# Possible to install disc brakes on rear of a Quantum



## bimrpwr (Jun 9, 2008)

Wondering if anyone has done a rear brake conversion to Disc from the good old drum?

I did a little searching but didnt really see anything out there or didnt look hard enough.

Working on a 85 QSW with the 1.8l


----------



## skopek (Jun 16, 2007)

Fits from syncro Plug & Play. You should get a whole set: hub, bearings, brake disk, callipers, pads and handbrake rope "cord". You know what i mean


----------



## bimrpwr (Jun 9, 2008)

Looks like i am on a hunt to find someone parting a Syncro.. Thanks


----------



## QuantumSyncro (Apr 28, 2000)

bimrpwr said:


> Looks like i am on a hunt to find someone parting a Syncro.. Thanks


For a regular FWD Quantum wagon you would do better to get the parts off of a FWD 4x100 car. Not sure what size MC the quantum used but that should prolly come from a Syncro or quattro car.

I think I have all the parts excluding the MC, pm me if you want.


----------



## bimrpwr (Jun 9, 2008)

QuantumSyncro said:


> For a regular FWD Quantum wagon you would do better to get the parts off of a FWD 4x100 car. Not sure what size MC the quantum used but that should prolly come from a Syncro or quattro car.
> 
> I think I have all the parts excluding the MC, pm me if you want.


Thanks Sent you a PM.


From my findings looks like the MK2 may fit best as it uses the same spindle, but not really sure why i couldnt use a setup from a MK3, B3/4. They all use the same calipers, rotors and carrier brackets i think.


----------



## NotAQuantum (Jul 10, 2010)

Any Corrado or MK2 Jetta/Golf FWD rear axle with discs will fit under a FWD Quantum/Passat as they´re completely identical. The only parts you´ll have to change are the rubber bushings (MK2: one piece/side Passat: 2 pieces/side). They have to be mounted under the correct angle! 

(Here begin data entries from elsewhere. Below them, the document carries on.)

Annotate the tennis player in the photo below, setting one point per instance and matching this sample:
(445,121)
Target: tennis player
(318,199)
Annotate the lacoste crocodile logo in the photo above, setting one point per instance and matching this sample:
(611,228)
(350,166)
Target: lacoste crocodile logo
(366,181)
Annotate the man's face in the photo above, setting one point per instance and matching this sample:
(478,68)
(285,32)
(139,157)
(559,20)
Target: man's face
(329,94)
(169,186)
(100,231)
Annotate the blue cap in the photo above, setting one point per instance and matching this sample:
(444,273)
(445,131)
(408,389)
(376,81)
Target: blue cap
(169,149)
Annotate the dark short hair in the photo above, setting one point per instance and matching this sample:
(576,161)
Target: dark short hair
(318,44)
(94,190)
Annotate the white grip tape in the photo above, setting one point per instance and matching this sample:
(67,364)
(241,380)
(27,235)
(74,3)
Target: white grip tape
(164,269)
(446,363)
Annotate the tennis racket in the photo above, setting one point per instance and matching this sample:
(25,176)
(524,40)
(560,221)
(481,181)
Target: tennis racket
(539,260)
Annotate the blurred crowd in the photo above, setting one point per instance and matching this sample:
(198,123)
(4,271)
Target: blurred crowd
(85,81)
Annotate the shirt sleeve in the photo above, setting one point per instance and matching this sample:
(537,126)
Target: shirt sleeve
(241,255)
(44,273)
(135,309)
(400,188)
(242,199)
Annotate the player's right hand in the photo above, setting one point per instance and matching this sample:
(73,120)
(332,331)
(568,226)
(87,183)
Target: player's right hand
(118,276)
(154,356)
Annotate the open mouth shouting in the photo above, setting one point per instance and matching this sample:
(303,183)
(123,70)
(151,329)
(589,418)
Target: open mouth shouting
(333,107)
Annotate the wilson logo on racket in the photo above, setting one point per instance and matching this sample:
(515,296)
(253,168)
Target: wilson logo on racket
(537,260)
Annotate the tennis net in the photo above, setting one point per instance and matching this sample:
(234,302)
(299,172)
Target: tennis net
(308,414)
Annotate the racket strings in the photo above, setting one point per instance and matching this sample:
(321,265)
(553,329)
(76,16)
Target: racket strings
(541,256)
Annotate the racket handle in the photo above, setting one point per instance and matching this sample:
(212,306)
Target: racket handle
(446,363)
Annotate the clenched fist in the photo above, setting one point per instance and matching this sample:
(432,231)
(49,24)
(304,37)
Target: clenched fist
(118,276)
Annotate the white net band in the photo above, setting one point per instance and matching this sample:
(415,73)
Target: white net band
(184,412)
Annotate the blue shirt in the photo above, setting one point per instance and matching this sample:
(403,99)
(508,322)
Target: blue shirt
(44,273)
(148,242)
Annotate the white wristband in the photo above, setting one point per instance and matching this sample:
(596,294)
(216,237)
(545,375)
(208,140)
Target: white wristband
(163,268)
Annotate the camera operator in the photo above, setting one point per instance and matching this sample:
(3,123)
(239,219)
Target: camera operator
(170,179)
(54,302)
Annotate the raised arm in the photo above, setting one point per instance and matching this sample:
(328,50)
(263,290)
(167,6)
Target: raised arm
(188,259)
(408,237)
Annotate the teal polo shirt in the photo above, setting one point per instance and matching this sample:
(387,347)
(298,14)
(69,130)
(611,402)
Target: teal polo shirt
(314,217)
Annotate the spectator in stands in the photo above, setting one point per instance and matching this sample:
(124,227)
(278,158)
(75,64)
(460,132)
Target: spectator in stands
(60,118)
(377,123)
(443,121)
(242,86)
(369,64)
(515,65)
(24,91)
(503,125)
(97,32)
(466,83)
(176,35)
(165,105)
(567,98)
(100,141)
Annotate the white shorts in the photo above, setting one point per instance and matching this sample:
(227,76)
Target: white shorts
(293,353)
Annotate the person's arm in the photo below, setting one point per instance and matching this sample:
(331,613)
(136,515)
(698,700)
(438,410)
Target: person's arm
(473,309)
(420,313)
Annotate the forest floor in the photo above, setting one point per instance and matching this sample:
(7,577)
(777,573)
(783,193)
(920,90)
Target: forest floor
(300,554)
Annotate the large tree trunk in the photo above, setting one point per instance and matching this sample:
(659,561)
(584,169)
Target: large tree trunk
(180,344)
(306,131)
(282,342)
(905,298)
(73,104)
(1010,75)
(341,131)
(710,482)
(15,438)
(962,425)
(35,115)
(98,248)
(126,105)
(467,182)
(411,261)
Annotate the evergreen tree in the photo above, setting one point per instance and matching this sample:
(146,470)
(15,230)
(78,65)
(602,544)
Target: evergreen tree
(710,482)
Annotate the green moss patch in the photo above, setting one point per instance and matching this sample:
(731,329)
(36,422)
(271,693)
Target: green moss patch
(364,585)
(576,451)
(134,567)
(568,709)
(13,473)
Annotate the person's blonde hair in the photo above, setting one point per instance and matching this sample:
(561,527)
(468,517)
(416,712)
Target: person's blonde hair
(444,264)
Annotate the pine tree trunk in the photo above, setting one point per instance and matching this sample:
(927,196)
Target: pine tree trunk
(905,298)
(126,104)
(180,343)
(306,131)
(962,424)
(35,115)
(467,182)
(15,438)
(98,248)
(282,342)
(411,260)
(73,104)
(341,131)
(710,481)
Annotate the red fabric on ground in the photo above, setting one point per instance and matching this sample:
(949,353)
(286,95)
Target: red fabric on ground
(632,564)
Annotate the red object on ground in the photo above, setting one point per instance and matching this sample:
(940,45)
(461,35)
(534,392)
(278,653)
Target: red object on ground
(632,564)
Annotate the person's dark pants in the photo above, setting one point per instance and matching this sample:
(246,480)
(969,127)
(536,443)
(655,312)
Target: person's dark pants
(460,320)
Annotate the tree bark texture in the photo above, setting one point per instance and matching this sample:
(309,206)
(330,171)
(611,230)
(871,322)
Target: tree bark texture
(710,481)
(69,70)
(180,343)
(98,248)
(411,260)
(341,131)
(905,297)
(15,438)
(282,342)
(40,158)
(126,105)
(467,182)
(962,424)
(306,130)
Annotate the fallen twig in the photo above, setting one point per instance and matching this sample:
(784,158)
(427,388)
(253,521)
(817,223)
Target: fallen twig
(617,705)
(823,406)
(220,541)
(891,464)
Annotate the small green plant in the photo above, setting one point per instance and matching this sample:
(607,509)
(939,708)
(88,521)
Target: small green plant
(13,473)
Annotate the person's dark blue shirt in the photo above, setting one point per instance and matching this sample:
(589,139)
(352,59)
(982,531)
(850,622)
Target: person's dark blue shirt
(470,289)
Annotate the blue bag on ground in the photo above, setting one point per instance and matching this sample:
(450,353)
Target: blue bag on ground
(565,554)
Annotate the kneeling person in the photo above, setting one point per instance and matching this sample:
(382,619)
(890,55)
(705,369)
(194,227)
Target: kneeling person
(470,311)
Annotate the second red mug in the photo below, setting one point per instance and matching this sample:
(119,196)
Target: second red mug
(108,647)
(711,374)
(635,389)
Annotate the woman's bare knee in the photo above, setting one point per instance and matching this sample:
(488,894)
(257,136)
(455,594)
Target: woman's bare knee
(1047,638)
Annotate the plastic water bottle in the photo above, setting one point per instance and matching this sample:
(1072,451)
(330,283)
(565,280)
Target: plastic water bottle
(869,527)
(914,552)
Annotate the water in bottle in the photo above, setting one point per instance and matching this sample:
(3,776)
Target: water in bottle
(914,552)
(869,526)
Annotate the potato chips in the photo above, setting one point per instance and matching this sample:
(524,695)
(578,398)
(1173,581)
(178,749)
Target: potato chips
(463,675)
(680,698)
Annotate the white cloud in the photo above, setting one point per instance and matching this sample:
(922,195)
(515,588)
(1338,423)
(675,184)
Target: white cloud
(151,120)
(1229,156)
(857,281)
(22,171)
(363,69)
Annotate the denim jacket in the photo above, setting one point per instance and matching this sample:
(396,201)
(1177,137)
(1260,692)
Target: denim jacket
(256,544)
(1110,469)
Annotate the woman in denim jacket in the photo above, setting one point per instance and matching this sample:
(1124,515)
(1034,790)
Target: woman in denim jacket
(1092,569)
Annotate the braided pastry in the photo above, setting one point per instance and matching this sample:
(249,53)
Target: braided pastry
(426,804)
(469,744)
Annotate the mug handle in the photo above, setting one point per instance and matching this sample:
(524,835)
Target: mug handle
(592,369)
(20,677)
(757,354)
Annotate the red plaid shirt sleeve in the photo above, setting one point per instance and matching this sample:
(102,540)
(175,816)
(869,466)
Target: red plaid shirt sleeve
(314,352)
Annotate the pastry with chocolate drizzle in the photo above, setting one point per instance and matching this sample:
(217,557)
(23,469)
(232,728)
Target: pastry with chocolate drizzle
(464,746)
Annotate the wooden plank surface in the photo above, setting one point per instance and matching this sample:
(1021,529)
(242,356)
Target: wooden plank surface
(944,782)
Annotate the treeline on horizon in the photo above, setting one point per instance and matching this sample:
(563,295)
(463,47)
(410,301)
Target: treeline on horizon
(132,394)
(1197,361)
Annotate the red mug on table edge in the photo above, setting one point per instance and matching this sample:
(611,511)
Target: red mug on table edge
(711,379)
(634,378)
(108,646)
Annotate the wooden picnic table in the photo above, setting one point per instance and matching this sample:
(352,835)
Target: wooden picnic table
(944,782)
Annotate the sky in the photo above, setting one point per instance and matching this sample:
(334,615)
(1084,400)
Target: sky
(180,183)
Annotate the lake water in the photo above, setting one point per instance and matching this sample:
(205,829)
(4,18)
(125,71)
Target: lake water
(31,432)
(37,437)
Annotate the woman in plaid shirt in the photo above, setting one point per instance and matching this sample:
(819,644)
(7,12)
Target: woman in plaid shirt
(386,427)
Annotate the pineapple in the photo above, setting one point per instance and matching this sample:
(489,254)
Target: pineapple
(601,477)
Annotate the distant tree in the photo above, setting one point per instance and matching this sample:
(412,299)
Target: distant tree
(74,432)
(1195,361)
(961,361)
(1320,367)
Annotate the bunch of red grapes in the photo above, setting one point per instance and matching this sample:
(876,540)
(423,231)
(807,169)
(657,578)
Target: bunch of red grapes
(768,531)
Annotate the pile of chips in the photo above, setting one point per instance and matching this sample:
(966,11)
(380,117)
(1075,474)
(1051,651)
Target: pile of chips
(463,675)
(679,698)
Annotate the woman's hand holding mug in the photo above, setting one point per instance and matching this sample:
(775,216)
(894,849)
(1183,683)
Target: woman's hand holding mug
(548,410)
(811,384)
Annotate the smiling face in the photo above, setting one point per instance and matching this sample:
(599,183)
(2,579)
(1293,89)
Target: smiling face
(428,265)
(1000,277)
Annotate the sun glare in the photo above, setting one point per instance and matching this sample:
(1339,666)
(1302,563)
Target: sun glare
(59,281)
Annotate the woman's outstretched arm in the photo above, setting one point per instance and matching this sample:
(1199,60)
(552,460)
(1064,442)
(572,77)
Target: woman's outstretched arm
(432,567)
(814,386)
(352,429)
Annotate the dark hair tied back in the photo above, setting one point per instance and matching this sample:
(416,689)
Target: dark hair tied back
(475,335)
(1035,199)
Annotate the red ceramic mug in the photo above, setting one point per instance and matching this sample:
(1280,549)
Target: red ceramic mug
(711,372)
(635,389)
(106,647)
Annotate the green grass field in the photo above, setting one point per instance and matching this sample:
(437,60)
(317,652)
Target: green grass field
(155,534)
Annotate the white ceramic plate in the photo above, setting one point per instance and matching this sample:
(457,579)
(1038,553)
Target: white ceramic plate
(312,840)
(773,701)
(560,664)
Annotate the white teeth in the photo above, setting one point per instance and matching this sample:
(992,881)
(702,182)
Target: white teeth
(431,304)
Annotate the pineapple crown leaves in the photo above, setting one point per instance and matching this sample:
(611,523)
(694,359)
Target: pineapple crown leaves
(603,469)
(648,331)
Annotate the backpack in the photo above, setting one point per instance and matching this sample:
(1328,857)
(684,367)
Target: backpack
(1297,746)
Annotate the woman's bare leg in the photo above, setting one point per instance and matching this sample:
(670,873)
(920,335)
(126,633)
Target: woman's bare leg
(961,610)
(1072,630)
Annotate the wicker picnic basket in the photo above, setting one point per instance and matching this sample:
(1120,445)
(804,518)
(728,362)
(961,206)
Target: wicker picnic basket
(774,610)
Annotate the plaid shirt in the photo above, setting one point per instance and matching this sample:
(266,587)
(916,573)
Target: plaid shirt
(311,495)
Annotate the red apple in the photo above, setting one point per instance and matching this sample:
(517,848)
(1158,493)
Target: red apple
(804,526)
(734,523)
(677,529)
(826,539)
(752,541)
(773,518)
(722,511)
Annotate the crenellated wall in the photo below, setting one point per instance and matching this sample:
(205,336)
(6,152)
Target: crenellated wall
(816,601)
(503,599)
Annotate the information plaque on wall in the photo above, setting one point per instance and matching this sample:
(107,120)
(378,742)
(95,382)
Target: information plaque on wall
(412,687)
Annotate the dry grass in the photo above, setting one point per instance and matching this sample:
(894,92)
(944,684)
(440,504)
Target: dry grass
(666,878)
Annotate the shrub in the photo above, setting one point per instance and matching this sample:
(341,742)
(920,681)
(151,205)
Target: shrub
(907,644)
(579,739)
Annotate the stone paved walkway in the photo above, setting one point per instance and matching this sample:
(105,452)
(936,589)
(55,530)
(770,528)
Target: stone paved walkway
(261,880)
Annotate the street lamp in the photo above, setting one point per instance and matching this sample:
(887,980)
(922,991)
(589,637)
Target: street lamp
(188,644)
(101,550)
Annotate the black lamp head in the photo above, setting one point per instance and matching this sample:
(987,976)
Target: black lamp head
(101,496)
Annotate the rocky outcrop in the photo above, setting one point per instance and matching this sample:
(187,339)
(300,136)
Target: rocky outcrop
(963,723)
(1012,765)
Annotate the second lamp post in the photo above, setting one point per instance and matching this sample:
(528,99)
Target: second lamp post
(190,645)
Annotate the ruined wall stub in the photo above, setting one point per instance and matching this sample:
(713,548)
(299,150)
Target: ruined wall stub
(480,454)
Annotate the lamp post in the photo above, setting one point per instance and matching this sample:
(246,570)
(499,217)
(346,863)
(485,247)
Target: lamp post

Dont forget about the things like master brake-cylinder/handbrake-cable/brake pressure regulator.


----------



## turbinepowered (Mar 19, 2007)

You can also use B3 Passat spindles, rotors and calipers.


----------



## dasherinoz (May 19, 2011)

Would B3 Audi fit as well?


----------



## QuantumSyncro (Apr 28, 2000)

dasherinoz said:


> Would B3 Audi fit as well?


Yes, probably for everything but the rotors since they're 4x108 bolt pattern or some are 5x depending on year.


----------



## dasherinoz (May 19, 2011)

Ah yes, fair enough. Hmm well at least it gives you options when fossicking around at the wreckers. Maybe Mk3 Golf would fit too?


----------



## turbinepowered (Mar 19, 2007)

If anyone is interested in a nearly complete B3 setup, squirt me a PM. I picked up spare parts thinking of working it onto a B1, then decided to get rid of the B1. I'll hook up a package deal for a fellow forumite. :thumbup:


----------



## dasherinoz (May 19, 2011)

Doh, why did you get rid of the B1?


----------



## turbinepowered (Mar 19, 2007)

dasherinoz said:


> Doh, why did you get rid of the B1?


My B1 is/was (Haven't sold it yet) a total project car. It needs a little electrical love, it needs an engine and transmission swapped in, it needs shocks/struts/brakes all the way around, interior needs work (headliner, dashboard, carpeting)... I have a majority of the pieces it needs, like the shocks and struts, brakes for all four corners, brake hoses, engine (IP should probably be rebuilt), Fox PW trans, ball joints, tie rod ends... I just have run out of space and time and money. 

I have a B2 coupe and a BX wagon that aren't quite such project cars, so I think it will be my best course of action to find someone who will put the B1 back together and enjoy it versus let it continue sitting there forlornly on my pad.


----------



## dasherinoz (May 19, 2011)

A shame  well if you're going to sell it, add it on here

http://vwdasher.com/index.php/forum/6-for-sale

I get a lot of B1 fans coming by looking for cars.


----------



## turbinepowered (Mar 19, 2007)

dasherinoz said:


> A shame  well if you're going to sell it, add it on here
> 
> http://vwdasher.com/index.php/forum/6-for-sale
> 
> I get a lot of B1 fans coming by looking for cars.


Thanks, I will. I plan on putting it up wherever it's appropriate once I have it cleaned up and not looking like a dump. It's cleaning up so well I'm having second thoughts, but it deserves better than eternal back burner status.

OP, sorry about the threadjack.


----------